"Fort Venus?" she queried, with a smile in her eyes.

"That is what the Commandant has christened it, and the soldiers received the name with ringing cheers. The names of Catharine the Rose and May in the Heart are in all men's mouths. Surely, surely you must be there to see!"

And she was; for the wound, although severe, was not crippling, and the dauntless spirit of the girl carried her through the triumph and gladness of the next day, as it had carried her through the previous perils and hardships.

A spectator would have thought that Sluys was en fête that day instead of a sorely pressed beleaguered city, wanting food, help, everything. Citizens and soldiers marched in squadrons to the new fort, which had been the scene of arduous toil all the night, and from whose loopholes the mouths of guns could now be seen protruding.

And foremost in that procession, cheered to the echo by burghers and soldiers alike marched the brave women and girls, who had done such work for their country and their city, headed by Mary Hart and Kate Rose.

Then, at a given signal, "Fort Venus" opened her mouth and roared forth her message of defiance and resolve.

"Hear the voice of the women of the Netherlands!" cried Arnold de Groenevelt, the grave Commandant, as the guns belched forth fire and smoke, and the welkin rang with the shouts of the citizens and soldiers.
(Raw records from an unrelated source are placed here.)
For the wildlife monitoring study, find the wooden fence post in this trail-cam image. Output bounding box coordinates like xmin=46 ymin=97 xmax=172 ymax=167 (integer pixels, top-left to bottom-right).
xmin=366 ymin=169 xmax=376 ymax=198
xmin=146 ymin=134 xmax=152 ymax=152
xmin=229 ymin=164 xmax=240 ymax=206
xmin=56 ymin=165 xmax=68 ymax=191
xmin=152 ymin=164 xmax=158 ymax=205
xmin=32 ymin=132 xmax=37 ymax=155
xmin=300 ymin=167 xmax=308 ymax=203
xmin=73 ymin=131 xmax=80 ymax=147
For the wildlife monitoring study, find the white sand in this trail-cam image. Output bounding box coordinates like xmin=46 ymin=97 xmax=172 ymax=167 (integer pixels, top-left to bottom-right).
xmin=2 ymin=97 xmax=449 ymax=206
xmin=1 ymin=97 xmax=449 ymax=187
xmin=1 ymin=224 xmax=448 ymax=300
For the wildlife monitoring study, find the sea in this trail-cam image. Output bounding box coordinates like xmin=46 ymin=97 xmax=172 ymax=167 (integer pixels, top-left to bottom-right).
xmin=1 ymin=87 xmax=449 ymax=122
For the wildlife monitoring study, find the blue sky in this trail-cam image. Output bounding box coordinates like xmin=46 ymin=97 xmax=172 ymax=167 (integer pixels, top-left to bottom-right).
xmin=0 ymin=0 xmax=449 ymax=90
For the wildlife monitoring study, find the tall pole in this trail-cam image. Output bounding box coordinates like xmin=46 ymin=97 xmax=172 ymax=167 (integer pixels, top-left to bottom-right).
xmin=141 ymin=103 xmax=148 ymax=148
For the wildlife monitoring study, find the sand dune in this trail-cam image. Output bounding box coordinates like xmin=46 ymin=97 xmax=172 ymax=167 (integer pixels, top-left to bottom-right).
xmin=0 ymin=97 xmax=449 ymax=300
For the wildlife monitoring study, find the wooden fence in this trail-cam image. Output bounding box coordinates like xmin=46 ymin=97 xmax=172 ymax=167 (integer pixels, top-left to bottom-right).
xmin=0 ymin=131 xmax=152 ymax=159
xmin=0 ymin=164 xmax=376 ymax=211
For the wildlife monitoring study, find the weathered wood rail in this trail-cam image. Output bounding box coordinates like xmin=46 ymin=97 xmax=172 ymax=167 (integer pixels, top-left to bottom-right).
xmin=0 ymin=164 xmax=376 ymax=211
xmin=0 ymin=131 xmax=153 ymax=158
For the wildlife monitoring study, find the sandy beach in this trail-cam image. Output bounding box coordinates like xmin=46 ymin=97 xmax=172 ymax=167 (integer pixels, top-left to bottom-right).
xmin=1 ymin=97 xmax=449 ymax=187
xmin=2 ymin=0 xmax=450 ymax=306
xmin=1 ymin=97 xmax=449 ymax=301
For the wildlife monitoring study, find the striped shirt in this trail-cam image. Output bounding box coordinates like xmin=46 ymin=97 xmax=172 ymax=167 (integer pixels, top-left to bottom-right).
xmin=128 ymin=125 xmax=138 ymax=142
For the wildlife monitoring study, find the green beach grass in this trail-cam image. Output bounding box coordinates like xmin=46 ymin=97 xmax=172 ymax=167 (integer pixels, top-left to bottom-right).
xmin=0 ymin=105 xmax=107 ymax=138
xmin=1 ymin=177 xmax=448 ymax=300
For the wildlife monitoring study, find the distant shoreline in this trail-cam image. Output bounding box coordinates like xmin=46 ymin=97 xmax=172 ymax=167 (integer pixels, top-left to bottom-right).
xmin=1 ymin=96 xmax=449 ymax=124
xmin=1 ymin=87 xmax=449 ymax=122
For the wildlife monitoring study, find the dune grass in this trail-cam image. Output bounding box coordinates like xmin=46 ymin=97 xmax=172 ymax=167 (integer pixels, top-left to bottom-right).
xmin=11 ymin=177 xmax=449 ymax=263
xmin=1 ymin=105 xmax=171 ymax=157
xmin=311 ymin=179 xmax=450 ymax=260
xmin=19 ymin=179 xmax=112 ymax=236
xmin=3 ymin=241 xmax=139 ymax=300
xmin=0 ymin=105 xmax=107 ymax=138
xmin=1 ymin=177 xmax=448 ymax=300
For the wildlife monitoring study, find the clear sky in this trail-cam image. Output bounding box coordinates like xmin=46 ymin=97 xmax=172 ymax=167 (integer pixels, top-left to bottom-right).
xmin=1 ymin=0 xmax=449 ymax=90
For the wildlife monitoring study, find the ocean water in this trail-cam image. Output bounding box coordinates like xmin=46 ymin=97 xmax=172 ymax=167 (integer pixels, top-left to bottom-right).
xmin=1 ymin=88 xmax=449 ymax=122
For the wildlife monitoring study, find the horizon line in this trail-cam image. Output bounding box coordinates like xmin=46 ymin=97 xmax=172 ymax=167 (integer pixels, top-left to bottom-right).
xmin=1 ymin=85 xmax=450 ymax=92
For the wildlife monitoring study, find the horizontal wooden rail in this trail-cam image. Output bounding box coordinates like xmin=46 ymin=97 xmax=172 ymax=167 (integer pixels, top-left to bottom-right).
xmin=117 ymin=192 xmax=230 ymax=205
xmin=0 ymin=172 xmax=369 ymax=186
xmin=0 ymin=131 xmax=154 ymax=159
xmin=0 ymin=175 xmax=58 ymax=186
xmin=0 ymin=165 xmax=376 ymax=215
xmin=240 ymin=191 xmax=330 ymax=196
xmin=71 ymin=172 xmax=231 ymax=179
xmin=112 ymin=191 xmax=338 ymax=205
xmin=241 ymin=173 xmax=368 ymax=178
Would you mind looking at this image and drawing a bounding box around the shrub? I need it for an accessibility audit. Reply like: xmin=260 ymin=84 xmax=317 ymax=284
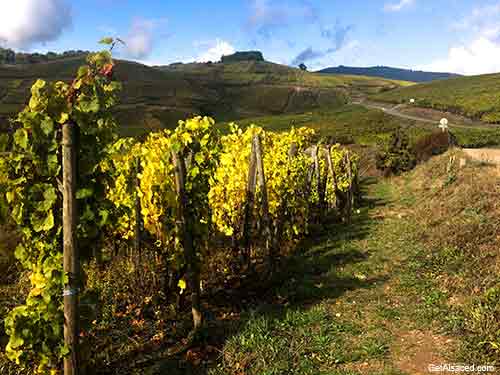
xmin=375 ymin=128 xmax=416 ymax=176
xmin=413 ymin=131 xmax=452 ymax=163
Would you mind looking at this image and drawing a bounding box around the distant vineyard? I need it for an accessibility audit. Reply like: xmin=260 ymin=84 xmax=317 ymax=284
xmin=373 ymin=73 xmax=500 ymax=123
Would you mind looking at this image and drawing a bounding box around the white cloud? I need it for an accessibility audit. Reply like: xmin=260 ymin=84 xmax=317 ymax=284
xmin=195 ymin=39 xmax=235 ymax=63
xmin=453 ymin=3 xmax=500 ymax=32
xmin=124 ymin=18 xmax=166 ymax=60
xmin=421 ymin=3 xmax=500 ymax=75
xmin=420 ymin=37 xmax=500 ymax=75
xmin=0 ymin=0 xmax=72 ymax=49
xmin=384 ymin=0 xmax=414 ymax=12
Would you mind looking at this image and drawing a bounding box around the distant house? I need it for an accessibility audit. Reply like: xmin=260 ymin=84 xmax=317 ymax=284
xmin=221 ymin=51 xmax=264 ymax=63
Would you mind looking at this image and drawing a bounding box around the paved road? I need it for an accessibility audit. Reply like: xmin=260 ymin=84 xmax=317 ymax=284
xmin=353 ymin=100 xmax=492 ymax=130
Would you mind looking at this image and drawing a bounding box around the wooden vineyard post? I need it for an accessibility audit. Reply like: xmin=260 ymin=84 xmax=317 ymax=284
xmin=288 ymin=143 xmax=298 ymax=158
xmin=345 ymin=150 xmax=353 ymax=224
xmin=253 ymin=135 xmax=273 ymax=271
xmin=62 ymin=122 xmax=79 ymax=375
xmin=172 ymin=151 xmax=203 ymax=330
xmin=325 ymin=146 xmax=336 ymax=210
xmin=313 ymin=145 xmax=320 ymax=198
xmin=312 ymin=144 xmax=325 ymax=221
xmin=319 ymin=147 xmax=328 ymax=214
xmin=134 ymin=157 xmax=142 ymax=261
xmin=271 ymin=142 xmax=298 ymax=272
xmin=241 ymin=138 xmax=257 ymax=267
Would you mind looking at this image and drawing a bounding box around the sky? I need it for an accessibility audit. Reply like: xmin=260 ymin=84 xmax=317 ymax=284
xmin=0 ymin=0 xmax=500 ymax=75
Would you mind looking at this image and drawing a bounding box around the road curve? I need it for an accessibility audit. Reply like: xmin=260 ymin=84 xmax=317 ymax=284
xmin=353 ymin=100 xmax=492 ymax=130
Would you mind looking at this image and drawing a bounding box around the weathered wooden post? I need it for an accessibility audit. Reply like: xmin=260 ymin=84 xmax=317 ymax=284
xmin=345 ymin=150 xmax=353 ymax=224
xmin=172 ymin=151 xmax=203 ymax=330
xmin=325 ymin=146 xmax=336 ymax=210
xmin=253 ymin=135 xmax=272 ymax=270
xmin=134 ymin=157 xmax=142 ymax=261
xmin=319 ymin=147 xmax=328 ymax=213
xmin=313 ymin=145 xmax=320 ymax=197
xmin=312 ymin=144 xmax=326 ymax=220
xmin=242 ymin=138 xmax=257 ymax=267
xmin=62 ymin=121 xmax=79 ymax=375
xmin=270 ymin=142 xmax=298 ymax=271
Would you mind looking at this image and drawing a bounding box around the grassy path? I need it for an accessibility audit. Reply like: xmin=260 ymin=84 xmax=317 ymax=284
xmin=206 ymin=178 xmax=457 ymax=375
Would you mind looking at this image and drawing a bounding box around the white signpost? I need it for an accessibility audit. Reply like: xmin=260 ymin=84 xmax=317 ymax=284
xmin=439 ymin=118 xmax=449 ymax=132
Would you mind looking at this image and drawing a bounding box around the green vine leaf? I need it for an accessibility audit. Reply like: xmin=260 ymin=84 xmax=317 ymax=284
xmin=40 ymin=118 xmax=54 ymax=136
xmin=14 ymin=129 xmax=28 ymax=149
xmin=76 ymin=187 xmax=94 ymax=199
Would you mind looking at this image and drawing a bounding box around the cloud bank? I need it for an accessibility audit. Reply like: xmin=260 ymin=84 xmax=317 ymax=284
xmin=196 ymin=39 xmax=235 ymax=62
xmin=0 ymin=0 xmax=72 ymax=49
xmin=125 ymin=19 xmax=155 ymax=59
xmin=421 ymin=37 xmax=500 ymax=76
xmin=421 ymin=3 xmax=500 ymax=75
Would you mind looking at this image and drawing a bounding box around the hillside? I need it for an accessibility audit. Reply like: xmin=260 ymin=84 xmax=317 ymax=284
xmin=221 ymin=104 xmax=500 ymax=148
xmin=0 ymin=57 xmax=413 ymax=137
xmin=159 ymin=61 xmax=412 ymax=93
xmin=220 ymin=104 xmax=430 ymax=145
xmin=318 ymin=65 xmax=460 ymax=82
xmin=0 ymin=47 xmax=88 ymax=65
xmin=372 ymin=72 xmax=500 ymax=123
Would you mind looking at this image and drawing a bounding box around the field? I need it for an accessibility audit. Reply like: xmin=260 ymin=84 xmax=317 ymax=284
xmin=373 ymin=72 xmax=500 ymax=123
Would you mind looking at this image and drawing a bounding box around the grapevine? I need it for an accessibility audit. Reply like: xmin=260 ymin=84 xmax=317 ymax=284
xmin=1 ymin=38 xmax=360 ymax=372
xmin=209 ymin=125 xmax=318 ymax=254
xmin=102 ymin=116 xmax=220 ymax=290
xmin=4 ymin=46 xmax=120 ymax=373
xmin=325 ymin=144 xmax=359 ymax=207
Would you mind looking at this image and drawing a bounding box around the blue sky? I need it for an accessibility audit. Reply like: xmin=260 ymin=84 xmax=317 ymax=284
xmin=1 ymin=0 xmax=500 ymax=75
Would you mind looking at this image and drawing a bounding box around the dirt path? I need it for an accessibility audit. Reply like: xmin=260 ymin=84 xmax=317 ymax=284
xmin=207 ymin=179 xmax=459 ymax=375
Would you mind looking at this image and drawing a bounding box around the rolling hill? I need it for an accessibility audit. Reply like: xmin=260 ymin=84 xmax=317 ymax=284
xmin=318 ymin=65 xmax=460 ymax=83
xmin=0 ymin=56 xmax=412 ymax=137
xmin=372 ymin=72 xmax=500 ymax=123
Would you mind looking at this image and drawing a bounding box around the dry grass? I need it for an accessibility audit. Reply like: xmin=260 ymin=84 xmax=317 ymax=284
xmin=393 ymin=149 xmax=500 ymax=363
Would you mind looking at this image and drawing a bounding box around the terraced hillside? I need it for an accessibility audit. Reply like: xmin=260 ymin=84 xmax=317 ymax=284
xmin=162 ymin=61 xmax=413 ymax=101
xmin=0 ymin=57 xmax=189 ymax=135
xmin=373 ymin=73 xmax=500 ymax=123
xmin=0 ymin=56 xmax=414 ymax=136
xmin=220 ymin=104 xmax=429 ymax=145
And so true was the aim of the gunners, that the new battery was speedily silenced; and cheer after cheer went up as the destruction wrought became more and more visible; and the youths of the city bore aloft upon their shoulders through the streets to their homes, Catharine the Rose and May in the Heart, crying aloud as they took their triumphal way: "Hear the voice of Fort Venus! Hear the voice of the women of the Netherlands! Death to the tyrant! Life and immortality to the liberties of the people, and freedom of faith. The voice of the girls is the voice of the nation."